Process Dataframe Column

Process Date Column

parse_dates(df, date_column_name, format=None)

The parse_dates() function is designed to parse date columns in a Pandas DataFrame. It provides flexibility by allowing users to specify a date format or automatically extracting the format from an error message. You can use the parse_dates() function.

Parameters:

df (pandas.DataFrame) – The DataFrame that includes the date column.
date_column_name (str) – The name of the date column.
format (str, optional) – The format of the date column, for example, %d/%m/%Y %H:%M:%S. Optional, default is None.

Returns:

Values of the date column with datetime datatype.

Return type:

numpy.ndarray

Example 1: Parsing dates with default settings

from df_csv_excel import read_data

# Parsing dates with default settings
df['date_column'] = read_data.parse_dates(df, 'date_column')

Example 2: Parsing dates with a specified format

from df_csv_excel import read_data

# Parsing dates with a specified format
df['date_column'] = read_data.parse_dates(df, 'date_column', format='%d/%m/%Y %H:%M:%S')

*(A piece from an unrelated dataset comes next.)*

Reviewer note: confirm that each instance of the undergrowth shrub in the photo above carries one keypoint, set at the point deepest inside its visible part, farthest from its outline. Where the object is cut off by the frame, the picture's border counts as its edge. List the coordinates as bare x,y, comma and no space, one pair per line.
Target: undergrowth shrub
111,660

Process JSON Data in DataFrame

get_feature_from_json(df, json_column_name, key_names)

The :func: get_feature_from_json extracts the value of a nested key in a JSON string column of a Pandas DataFrame.

Parameters:

df (pandas.DataFrame) – The DataFrame containing the JSON column.
json_column_name (str) – The name of the column containing JSON strings.
key_names (list) – A list of keys to navigate through the JSON structure.

Returns:

If successful, the function adds a new column (‘json_feature’) to the DataFrame, containing the extracted values. If an error occurs during processing (JSONDecodeError, TypeError, KeyError), it returns None.

Return type:

numpy.ndarray

Example: Extracting features from a JSON column

from df_csv_excel import read_data

# Example DataFrame
data = {'json_column': ['{"a": {"b": {"c": 42}}}', '{"a": {"b": {"c": 24}}}']}
df = pd.DataFrame(data)

# Extract features
df['c_value'] = get_feature_from_json(df, 'json_column', ['a', 'b', 'c'])

Note

The functions use the json module to handle JSON parsing. If an error occurs during processing, the corresponding value in the result column is set to None.

Get Latest Row by Column

get_latest_row_by_column(df, date_column, duplicate_column)

This function retrieves the latest row for each unique value in a specified column based on the values in another date column. It is useful when you have duplicate entries in a DataFrame and want to keep only the rows with the latest date.

Parameters:

df (pandas.DataFrame) – The input DataFrame.
date_column (str) – The name of the date column used for sorting and determining the latest row.
duplicate_column (str) – The name of the column containing duplicate values, for which the latest rows will be retained.

Returns:

A DataFrame containing the latest row for each unique value in the specified duplicate column.

Return type:

pandas.DataFrame

Example

from df_csv_excel import read_data

# Example DataFrame
data = {'Email': ['john@example.com', 'alice@example.com', 'john@example.com'],
        'created_at': ['2022-01-15', '2022-01-14', '2022-01-16']}

df = pd.DataFrame(data)

# Get the latest row for each unique 'Email'
result = read_data.get_latest_row_by_column(df, 'created_at', 'Email')

Note

The input DataFrame is modified in-place during the process.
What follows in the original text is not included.